Drag Depth down and every arrow lengthens together — deeper means a bigger push,
the same in all directions. Now switch the liquid from water to mercury: at the
very same depth the arrows leap out to full length, because mercury is over thirteen times denser
and so pushes over thirteen times harder.
-
It's the depth that counts, not the amount of liquid. A thin tube and a huge
wide tank filled to the same depth have exactly the same pressure at the
bottom. Pouring in more water across a wider container does not raise the pressure at a given
depth — only going deeper does.
-
The container's shape makes no difference. Cone, cylinder, sphere, wonky vase —
at a chosen depth below the surface the pressure is the same in all of them.
p = \rho g h has no term for shape.
-
Liquid pressure is not just "downwards". It acts equally in every
direction.
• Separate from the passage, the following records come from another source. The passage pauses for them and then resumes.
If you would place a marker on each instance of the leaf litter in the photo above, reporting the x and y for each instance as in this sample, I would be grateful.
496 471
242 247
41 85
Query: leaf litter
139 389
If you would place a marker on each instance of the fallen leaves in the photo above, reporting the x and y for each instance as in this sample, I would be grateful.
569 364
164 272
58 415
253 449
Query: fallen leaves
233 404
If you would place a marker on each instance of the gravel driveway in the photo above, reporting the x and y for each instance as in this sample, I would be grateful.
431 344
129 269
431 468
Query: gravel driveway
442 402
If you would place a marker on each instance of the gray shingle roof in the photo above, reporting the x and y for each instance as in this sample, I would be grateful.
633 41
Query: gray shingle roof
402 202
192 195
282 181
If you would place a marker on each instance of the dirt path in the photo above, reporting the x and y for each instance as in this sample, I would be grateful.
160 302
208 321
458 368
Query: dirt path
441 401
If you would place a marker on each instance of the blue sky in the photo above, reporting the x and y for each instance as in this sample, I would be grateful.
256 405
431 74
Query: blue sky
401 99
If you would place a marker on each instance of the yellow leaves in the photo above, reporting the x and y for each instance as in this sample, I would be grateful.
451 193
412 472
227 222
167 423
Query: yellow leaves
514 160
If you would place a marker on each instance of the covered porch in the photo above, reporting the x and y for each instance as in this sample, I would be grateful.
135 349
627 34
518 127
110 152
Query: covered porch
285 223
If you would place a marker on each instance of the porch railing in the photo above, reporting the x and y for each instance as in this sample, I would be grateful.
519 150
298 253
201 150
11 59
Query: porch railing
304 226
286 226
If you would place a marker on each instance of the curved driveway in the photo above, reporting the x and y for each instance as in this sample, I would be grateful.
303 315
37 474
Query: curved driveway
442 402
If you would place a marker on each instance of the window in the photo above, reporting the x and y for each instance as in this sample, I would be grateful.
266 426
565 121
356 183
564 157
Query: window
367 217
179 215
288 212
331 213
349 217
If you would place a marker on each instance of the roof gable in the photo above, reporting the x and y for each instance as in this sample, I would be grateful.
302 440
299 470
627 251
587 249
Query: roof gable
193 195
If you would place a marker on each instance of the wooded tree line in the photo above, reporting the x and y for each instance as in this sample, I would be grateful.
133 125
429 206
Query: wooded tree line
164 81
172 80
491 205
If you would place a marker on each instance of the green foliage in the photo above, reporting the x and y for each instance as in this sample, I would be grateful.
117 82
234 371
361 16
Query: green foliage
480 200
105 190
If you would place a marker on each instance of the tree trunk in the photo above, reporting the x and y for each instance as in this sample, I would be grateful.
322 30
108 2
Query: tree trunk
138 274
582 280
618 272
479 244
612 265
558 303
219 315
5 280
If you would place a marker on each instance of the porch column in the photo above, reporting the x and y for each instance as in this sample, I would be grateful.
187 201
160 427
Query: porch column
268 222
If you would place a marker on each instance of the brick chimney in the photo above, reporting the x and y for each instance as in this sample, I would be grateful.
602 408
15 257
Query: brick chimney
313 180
That's why a hole in the side of a tank squirts water out sideways, and
why a submarine is crushed inward from all around, not only from the top.
-
Use the depth below the surface, not the height of the tank. In
h put how far the point sits beneath the surface. A point
near the top of a very deep tank still has a small h and a small
pressure.
Look at any great concrete dam and you will see it is a giant wedge: slim at the top where it meets
the reservoir's surface, and swelling to an enormous thickness down at its base. That shape is
p = \rho g h written in concrete.
Near the surface the water is shallow, h is small, and the pressure
pushing on the wall is gentle — a thin wall copes easily. But at the foot of the dam the water may
be a hundred metres deep, so h is huge and the pressure is
colossal, trying its hardest to shove the whole wall over. The engineers pile on more and more
concrete exactly where the pressure is greatest. The same physics explains why a deep-sea
submersible like the ones that visit the ocean floor (nearly 11\ \text{km}
down, where the pressure tops 100{,}000{,}000\ \text{Pa}) needs a
near-spherical steel or titanium hull — anything less and the sea would crush it like a drinks can.